Introduction / History
The Avau people live on the southern coast and islands of West New Britain. Their vernacular language, Avau, has two dialects, but most adults can understand both dialects without any problems. Ten villages in all speak Avau. The total population of these villages is approximately 1,500 people.
They make their living by selling produce and goods to their neighbors, especially within the language area, and other travelers. Copra, which is made out of coconuts, is their only cash crop. Produce and animals such as greens, sweet potatoes, fish, pigs and coconuts are also sold within the villages. The Avau people must rely on personal sales as there are no trade stores within the language boundaries. Only a few Avau people have found work with a timber company located to the west of Gasmata.
Water travel is used frequently by the Avau people, due to their location. Canoes are the most widely used mode of transportation, and dinghies are used occasionally. Travel by air is highly rare, but travel on foot is common.

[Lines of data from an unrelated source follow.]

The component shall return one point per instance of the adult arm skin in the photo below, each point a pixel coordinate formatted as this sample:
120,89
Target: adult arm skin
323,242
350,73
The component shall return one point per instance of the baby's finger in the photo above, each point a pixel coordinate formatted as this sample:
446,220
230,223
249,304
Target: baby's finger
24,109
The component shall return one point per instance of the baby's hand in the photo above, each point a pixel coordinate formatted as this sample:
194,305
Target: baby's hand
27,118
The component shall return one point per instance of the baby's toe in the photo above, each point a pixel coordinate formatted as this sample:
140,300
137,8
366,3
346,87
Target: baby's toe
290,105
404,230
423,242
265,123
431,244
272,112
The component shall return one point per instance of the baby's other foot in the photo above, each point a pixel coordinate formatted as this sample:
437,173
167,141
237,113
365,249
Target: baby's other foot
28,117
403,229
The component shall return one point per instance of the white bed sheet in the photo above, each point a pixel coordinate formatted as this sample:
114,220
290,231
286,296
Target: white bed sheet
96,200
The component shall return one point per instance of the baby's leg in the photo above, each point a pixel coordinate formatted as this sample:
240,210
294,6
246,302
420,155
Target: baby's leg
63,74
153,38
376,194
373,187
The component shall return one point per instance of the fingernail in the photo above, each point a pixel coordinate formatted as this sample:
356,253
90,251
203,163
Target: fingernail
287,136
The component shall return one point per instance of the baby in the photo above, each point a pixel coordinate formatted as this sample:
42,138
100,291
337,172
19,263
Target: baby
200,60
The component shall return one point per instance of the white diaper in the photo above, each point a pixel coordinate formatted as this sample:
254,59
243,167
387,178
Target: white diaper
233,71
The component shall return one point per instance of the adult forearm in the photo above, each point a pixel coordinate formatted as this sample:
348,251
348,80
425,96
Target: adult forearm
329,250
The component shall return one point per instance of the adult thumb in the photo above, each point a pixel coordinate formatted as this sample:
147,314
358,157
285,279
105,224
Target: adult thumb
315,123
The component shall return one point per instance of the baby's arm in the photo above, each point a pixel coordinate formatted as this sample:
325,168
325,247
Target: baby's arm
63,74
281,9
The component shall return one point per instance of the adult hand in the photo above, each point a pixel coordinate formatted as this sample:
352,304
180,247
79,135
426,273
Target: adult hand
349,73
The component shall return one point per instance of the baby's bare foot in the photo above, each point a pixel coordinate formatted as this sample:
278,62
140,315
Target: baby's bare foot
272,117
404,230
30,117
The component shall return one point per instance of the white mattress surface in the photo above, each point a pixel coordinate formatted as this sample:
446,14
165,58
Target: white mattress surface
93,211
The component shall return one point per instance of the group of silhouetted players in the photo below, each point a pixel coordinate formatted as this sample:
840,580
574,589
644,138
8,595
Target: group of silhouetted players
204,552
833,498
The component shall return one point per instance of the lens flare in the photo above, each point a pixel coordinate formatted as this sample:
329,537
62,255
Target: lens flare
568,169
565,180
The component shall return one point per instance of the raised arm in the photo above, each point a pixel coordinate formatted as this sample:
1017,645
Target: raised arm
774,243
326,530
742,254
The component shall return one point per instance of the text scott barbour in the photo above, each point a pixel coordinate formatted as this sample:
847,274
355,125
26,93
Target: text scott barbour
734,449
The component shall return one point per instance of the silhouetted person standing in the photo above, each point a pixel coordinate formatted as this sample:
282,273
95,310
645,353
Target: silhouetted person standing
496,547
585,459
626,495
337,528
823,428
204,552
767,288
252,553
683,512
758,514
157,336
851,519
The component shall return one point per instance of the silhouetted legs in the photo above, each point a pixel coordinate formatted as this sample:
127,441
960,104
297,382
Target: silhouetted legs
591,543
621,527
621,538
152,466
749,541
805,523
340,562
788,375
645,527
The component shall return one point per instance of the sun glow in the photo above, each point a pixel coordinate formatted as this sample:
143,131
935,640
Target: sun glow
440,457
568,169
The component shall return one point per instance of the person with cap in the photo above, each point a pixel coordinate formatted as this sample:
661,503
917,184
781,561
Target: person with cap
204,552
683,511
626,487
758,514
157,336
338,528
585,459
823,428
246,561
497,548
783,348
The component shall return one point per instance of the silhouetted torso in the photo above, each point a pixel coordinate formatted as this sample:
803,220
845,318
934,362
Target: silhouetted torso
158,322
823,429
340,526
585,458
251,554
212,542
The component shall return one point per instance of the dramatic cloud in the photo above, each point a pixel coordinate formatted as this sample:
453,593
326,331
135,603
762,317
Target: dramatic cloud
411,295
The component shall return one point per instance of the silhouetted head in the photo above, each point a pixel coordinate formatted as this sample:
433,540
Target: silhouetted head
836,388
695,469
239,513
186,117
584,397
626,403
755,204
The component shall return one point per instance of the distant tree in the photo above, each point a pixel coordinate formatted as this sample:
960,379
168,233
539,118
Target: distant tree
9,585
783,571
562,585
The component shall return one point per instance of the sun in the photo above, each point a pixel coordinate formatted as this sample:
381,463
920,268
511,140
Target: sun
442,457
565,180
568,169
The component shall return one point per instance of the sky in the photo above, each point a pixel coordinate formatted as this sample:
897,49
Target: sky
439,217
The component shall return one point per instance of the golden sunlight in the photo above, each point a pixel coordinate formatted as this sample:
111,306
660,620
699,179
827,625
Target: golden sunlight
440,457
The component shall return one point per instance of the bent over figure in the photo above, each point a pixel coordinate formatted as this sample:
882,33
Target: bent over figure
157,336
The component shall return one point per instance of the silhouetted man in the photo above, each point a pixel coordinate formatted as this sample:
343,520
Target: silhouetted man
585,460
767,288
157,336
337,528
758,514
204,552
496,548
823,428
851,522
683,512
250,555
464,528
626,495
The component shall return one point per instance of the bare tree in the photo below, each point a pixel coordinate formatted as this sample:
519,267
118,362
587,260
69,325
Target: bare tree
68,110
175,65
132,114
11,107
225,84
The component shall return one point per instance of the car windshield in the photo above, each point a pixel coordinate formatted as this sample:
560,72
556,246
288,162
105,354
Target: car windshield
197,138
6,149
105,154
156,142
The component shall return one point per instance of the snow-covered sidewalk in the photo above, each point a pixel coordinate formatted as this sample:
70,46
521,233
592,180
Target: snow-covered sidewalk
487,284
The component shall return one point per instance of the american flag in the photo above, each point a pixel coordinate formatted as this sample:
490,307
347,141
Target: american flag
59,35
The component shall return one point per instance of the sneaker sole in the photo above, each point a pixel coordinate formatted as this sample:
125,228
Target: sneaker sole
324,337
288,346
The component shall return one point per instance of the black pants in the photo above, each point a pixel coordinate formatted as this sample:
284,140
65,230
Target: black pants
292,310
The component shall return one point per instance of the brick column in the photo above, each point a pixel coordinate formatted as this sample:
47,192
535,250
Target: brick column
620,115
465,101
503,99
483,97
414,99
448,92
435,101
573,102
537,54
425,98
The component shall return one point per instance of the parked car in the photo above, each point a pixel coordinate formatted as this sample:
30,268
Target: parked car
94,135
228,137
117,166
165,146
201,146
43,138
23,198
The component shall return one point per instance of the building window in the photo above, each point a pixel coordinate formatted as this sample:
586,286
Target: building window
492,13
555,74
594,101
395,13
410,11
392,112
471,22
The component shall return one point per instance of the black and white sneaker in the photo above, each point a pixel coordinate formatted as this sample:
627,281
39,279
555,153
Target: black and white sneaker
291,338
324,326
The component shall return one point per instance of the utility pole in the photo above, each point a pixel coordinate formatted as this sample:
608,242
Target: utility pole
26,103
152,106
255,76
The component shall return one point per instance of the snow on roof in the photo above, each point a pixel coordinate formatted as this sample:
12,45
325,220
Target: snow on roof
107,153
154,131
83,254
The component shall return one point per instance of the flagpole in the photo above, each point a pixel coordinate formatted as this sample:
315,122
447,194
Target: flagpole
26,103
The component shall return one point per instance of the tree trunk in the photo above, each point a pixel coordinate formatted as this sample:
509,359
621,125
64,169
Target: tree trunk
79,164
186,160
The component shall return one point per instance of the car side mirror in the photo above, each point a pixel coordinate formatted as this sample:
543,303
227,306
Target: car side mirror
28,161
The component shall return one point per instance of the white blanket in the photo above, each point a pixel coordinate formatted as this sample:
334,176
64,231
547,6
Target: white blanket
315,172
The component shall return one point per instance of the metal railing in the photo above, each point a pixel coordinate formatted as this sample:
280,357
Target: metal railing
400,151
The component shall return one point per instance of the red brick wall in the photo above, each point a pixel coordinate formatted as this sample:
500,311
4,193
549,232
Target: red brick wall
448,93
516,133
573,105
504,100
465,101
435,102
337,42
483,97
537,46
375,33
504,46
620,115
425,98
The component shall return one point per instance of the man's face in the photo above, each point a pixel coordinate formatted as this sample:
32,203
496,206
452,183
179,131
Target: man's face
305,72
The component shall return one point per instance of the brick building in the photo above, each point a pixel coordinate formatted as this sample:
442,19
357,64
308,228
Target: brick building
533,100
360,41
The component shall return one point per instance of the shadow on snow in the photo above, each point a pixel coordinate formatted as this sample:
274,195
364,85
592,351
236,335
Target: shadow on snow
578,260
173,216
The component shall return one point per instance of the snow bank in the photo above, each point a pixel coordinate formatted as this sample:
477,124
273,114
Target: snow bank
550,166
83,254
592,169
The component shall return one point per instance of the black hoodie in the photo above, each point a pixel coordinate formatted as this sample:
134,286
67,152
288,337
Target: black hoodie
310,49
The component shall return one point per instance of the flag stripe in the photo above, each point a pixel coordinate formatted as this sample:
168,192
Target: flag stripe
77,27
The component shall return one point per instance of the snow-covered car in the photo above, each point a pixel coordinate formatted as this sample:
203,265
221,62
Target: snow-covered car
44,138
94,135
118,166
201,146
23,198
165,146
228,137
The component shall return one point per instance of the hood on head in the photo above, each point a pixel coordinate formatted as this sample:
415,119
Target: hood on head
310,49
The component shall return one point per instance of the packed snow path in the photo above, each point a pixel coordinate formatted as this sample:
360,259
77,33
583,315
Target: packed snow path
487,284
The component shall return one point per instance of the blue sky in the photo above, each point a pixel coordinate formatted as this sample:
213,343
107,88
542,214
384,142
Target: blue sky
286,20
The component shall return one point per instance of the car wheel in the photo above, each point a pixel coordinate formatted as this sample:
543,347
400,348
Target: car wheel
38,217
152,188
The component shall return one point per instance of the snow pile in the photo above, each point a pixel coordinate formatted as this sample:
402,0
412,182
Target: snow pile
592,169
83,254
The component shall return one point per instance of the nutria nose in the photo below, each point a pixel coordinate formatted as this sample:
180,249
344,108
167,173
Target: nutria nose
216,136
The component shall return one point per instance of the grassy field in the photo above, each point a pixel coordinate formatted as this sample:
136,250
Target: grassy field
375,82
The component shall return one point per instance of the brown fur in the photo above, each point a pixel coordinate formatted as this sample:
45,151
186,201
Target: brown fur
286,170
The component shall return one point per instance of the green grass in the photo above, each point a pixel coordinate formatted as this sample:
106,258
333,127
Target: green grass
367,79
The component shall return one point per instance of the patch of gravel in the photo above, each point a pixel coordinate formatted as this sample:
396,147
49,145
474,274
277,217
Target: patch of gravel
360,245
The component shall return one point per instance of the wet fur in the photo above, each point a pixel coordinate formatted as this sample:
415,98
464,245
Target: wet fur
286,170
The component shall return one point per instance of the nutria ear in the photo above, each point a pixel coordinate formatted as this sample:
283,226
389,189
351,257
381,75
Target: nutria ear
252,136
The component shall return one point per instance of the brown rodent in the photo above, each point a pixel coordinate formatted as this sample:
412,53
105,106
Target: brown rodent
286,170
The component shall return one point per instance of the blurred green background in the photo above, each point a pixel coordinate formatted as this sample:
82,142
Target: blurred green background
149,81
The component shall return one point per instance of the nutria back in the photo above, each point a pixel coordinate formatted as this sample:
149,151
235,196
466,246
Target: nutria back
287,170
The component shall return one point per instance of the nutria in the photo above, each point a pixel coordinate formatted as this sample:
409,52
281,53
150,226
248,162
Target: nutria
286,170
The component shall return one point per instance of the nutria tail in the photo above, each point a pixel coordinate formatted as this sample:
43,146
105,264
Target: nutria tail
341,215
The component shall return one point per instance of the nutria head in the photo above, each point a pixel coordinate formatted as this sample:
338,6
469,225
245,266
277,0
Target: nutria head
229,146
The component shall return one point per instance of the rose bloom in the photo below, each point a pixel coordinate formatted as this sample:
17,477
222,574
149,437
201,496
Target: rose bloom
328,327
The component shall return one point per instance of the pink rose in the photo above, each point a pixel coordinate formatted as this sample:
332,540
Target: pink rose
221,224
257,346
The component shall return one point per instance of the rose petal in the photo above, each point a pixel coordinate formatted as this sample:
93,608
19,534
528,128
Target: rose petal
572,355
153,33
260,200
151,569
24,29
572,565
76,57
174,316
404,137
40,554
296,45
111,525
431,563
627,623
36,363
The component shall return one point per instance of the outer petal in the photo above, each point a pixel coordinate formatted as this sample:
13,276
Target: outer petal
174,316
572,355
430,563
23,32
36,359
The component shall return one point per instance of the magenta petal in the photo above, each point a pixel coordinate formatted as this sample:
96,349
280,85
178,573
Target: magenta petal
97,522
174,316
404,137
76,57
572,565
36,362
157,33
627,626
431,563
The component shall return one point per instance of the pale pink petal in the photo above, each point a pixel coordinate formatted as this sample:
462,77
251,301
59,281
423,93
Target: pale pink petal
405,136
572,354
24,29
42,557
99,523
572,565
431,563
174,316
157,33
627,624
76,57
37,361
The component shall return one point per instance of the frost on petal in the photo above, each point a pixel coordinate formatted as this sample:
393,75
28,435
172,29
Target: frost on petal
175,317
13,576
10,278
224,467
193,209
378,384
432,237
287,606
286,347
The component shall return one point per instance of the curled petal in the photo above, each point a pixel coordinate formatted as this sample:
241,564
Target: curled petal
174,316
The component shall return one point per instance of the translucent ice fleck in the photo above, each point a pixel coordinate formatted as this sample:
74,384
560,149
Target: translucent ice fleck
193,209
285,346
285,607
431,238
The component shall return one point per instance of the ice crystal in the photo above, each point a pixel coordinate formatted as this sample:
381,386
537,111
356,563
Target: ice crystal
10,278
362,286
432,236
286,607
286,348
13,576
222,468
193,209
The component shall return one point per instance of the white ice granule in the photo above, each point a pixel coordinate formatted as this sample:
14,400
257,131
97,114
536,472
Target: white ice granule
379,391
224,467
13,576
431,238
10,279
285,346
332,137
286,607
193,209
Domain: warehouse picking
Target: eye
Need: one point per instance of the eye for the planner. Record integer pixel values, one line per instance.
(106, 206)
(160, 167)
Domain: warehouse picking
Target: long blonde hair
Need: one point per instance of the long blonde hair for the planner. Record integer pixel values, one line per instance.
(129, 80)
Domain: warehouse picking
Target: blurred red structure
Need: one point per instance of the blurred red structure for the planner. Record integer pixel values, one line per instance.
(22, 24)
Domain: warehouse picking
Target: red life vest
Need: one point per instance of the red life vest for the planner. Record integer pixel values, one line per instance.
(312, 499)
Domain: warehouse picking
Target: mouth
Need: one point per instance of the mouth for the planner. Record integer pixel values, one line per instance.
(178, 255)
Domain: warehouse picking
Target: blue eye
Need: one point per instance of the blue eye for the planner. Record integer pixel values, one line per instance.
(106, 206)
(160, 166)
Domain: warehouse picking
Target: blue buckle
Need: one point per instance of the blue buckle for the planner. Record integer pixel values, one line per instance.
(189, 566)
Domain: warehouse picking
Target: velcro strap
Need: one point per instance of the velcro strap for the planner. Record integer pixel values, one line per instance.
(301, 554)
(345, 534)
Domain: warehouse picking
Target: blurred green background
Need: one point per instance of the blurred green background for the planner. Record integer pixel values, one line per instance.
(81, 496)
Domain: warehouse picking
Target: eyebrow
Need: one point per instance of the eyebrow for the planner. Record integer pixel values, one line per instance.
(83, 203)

Children and adults alike speak their vernacular language a majority of the time, even if they speak other languages such as English, Tok Pisin, or even a neighboring language.
What Are Their Beliefs?
There are only three churches in the entire Avau language area, two of which are Roman Catholic. The other is the Apostolic Local Church, which began in 2008 and has very limited membership. The Avau people are very interested in having a Bible in their language.